That said, some fund managers argue that not all of these cyclical companies are created equal. “Consumers staples are still attractive but they are expensive,” says Henderson Global Investors China Opportunities fund manager Charlie Awdry. “For example, if you look at a popular noodle company such as Tingyi, it is trading at 35 times 2012 earnings and 28 times next year. If however, you move into unfashionable industries such as financial or construction related stocks, you find some interesting growth companies.” The same holds true for the natural gas segment which has been a long time favourite of the China Opportunities fund. This is mainly because of the government’s recent pricing reforms in an attempt to lessen its reliance on coal, which still accounts for a hefty 75% to 80% of its energy needs.

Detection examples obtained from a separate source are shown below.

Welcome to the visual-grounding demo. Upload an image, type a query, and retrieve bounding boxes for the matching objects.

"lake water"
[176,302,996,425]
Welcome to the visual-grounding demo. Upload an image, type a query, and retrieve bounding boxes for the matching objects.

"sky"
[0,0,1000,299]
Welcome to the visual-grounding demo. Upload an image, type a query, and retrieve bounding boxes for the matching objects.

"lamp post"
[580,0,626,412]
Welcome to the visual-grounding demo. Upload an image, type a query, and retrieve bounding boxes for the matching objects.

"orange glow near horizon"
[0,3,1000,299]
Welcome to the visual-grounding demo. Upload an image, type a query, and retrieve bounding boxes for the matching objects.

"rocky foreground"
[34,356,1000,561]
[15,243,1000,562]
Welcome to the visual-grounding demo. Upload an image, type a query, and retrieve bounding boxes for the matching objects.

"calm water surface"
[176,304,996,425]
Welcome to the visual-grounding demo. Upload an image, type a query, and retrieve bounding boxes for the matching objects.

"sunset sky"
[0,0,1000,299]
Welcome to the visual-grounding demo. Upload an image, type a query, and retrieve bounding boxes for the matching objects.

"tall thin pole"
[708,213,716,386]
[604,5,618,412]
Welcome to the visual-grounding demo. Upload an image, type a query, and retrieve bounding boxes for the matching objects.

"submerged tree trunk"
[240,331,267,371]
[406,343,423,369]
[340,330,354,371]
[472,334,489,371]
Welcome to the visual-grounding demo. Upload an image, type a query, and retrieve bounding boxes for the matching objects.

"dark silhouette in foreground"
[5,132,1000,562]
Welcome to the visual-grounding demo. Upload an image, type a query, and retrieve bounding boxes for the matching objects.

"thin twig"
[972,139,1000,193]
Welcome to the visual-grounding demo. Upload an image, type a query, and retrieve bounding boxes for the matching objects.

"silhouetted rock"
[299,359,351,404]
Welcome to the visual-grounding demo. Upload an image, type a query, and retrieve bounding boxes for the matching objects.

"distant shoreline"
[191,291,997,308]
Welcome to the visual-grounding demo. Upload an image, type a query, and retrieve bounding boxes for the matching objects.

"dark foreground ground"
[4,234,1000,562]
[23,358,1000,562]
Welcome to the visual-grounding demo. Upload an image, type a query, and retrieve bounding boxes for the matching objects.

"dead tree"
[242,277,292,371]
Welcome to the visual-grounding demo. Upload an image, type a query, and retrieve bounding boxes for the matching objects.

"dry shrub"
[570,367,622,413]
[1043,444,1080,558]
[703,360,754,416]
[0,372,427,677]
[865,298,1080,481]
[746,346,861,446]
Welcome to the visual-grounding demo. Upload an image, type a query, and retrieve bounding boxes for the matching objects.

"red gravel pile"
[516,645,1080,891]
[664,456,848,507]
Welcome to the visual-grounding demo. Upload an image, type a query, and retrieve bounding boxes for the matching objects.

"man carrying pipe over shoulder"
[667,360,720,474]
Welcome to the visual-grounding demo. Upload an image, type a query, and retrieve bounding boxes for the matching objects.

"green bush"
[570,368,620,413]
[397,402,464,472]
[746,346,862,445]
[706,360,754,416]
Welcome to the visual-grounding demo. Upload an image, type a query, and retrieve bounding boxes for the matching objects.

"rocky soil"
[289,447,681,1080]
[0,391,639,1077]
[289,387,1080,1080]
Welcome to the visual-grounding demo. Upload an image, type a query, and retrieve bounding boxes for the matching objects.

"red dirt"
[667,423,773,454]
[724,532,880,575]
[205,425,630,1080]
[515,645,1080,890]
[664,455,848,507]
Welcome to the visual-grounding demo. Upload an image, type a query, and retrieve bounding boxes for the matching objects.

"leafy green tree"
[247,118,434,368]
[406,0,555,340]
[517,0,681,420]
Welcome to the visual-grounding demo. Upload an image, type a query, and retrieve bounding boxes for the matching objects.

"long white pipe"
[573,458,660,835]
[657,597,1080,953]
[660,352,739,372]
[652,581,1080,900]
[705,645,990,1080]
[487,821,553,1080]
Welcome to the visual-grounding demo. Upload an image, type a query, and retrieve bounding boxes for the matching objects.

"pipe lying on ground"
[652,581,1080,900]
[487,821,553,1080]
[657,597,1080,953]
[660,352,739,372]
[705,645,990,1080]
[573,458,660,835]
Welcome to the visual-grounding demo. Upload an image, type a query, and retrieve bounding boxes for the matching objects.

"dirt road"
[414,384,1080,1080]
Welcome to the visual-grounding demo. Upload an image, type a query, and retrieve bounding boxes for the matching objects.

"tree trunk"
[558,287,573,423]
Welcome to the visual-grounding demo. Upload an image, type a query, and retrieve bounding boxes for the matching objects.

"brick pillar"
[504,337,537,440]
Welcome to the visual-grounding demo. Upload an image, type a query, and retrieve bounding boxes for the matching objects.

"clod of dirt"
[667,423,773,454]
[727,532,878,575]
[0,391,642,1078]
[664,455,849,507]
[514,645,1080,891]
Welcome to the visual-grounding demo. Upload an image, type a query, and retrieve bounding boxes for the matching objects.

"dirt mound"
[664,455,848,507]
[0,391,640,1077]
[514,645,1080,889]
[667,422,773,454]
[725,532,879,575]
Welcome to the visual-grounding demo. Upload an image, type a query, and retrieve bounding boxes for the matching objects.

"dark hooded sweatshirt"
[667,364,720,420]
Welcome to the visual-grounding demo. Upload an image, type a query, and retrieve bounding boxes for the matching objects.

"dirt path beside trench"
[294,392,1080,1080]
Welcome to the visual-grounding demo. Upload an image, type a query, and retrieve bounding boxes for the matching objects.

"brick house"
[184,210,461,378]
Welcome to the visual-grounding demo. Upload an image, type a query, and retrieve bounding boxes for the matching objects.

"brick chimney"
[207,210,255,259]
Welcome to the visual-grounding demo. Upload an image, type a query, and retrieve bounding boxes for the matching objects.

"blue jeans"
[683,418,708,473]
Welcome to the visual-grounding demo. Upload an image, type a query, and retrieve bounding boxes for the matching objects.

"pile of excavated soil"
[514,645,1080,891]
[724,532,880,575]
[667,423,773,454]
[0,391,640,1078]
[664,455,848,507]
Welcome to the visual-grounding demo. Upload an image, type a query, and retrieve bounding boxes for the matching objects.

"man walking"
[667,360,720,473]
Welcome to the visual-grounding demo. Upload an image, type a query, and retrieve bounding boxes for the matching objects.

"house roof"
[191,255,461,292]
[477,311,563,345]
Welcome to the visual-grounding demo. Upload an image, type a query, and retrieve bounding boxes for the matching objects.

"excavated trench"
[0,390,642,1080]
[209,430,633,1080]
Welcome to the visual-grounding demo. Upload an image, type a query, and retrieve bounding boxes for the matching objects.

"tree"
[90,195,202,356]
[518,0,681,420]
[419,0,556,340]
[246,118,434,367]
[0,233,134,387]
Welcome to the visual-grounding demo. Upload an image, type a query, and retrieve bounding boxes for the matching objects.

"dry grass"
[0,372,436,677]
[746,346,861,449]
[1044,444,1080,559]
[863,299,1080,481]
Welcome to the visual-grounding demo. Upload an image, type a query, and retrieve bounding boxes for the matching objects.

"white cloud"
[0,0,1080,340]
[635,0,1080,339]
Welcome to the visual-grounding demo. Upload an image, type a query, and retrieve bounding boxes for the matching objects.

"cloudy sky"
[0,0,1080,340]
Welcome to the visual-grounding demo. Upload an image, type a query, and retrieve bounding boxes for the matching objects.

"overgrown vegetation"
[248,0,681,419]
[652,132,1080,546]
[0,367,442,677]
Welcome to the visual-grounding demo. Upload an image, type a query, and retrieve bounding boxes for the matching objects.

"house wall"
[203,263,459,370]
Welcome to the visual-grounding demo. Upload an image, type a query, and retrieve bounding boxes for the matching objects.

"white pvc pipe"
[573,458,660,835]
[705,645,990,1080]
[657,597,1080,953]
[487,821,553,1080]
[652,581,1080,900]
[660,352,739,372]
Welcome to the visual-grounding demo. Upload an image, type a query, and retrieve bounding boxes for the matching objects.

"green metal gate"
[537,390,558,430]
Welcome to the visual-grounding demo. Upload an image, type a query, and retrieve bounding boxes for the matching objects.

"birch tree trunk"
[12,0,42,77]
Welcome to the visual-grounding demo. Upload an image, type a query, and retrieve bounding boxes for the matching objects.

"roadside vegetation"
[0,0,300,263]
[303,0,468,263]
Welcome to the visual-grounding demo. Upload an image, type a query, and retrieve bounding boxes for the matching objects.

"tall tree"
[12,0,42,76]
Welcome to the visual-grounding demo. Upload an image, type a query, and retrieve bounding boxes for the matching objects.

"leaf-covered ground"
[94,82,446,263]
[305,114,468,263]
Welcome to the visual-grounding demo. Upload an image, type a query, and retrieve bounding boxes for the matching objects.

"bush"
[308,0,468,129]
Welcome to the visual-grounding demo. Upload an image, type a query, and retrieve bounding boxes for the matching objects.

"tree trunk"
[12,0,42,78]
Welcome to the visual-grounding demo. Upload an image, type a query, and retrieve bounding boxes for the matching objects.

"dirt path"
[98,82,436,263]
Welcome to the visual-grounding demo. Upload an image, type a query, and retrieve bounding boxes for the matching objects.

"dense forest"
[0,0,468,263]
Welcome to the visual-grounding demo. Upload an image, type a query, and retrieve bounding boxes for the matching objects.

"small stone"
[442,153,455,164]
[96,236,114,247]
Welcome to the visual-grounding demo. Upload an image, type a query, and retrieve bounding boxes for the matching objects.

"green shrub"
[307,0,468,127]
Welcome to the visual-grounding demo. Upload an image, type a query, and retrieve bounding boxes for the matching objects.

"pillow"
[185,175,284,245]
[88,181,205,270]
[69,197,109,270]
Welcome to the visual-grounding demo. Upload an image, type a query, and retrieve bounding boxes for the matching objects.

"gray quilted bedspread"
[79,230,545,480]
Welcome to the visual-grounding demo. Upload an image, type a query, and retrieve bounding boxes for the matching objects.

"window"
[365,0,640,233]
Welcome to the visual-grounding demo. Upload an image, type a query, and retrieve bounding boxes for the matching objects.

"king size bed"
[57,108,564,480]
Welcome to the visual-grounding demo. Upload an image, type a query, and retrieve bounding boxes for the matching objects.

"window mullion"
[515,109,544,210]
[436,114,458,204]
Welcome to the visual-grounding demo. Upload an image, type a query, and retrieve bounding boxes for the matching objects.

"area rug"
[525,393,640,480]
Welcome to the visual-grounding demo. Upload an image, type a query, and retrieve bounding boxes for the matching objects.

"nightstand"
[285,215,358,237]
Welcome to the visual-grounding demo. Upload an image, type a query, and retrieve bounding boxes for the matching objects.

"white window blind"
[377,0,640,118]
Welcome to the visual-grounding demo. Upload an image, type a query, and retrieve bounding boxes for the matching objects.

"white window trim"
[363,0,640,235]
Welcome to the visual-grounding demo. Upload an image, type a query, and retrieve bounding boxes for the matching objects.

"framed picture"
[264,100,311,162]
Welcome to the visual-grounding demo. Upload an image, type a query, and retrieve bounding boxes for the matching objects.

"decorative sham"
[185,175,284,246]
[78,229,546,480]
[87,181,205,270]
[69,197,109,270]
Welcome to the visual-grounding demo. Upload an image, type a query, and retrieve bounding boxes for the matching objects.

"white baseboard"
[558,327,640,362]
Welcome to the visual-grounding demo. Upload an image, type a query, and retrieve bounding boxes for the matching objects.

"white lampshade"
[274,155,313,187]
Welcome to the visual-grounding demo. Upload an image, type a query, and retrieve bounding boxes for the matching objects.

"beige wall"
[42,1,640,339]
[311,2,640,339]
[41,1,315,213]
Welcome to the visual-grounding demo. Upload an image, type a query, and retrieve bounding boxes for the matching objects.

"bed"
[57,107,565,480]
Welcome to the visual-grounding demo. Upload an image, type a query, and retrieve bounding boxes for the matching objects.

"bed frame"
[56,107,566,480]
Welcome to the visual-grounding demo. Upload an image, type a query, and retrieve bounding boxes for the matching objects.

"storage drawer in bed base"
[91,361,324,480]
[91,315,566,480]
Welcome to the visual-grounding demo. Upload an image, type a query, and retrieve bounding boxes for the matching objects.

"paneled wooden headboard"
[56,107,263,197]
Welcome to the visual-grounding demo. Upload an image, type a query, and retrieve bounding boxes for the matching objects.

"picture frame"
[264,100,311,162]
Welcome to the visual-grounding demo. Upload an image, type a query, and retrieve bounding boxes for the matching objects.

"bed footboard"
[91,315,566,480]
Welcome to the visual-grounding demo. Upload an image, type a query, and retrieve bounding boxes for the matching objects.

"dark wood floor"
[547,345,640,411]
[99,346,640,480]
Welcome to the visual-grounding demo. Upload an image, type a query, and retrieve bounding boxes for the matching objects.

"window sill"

Over the past year, the fund has increased its weightings in PetroChina Company ‘H’, which has huge reserves and rotated out of Kunlun energy into Beijing Enterprises which together with ENN energy has grown its earnings 20% year-on-year.

Awdry though has not totally ignored the coal industry completely and has invested in Daqin Railway, a rail transit company. “It is in an underappreciated sector but the company generates strong cash flows, has a 6% yield and it is trading on a seven times 2012 P/E ratio – the lowest level since 2006.”

A taste for the good life

Companies involved in water transport are also in the spotlight as investments being pumped in have risen by 13% this year. Research from Macquarie shows that ports and waterways are slated to deliver the strongest fixed-asset investment growth between 2012 and 2015 – at around 6% annually.

As for other industries, internet, telecommunication and consumer discretionary still hold sway although some overseas brand name companies may have to jostle for shelf space with home grown versions. According to Mercer principal Debbie Clarke, Western labels are still in vogue but Chinese companies are also developing their own products. There is plenty of room for both if the recent study by the World Luxury Association WLA) published in China by KPMG is anything to go by. The market has ballooned with annual luxury sales jumping more than twofold from $3.5bn in 2002 to $12.6bn in 2011, accounting for a 28% share of the annual sales of the global luxury market. Traditional industries such as spirits, tea, porcelain, silk and clothing are also expected to make their mark.
Their customers though, like investors, have become much more discerning and companies will have to substantially up their game if they want to attract the right clientele.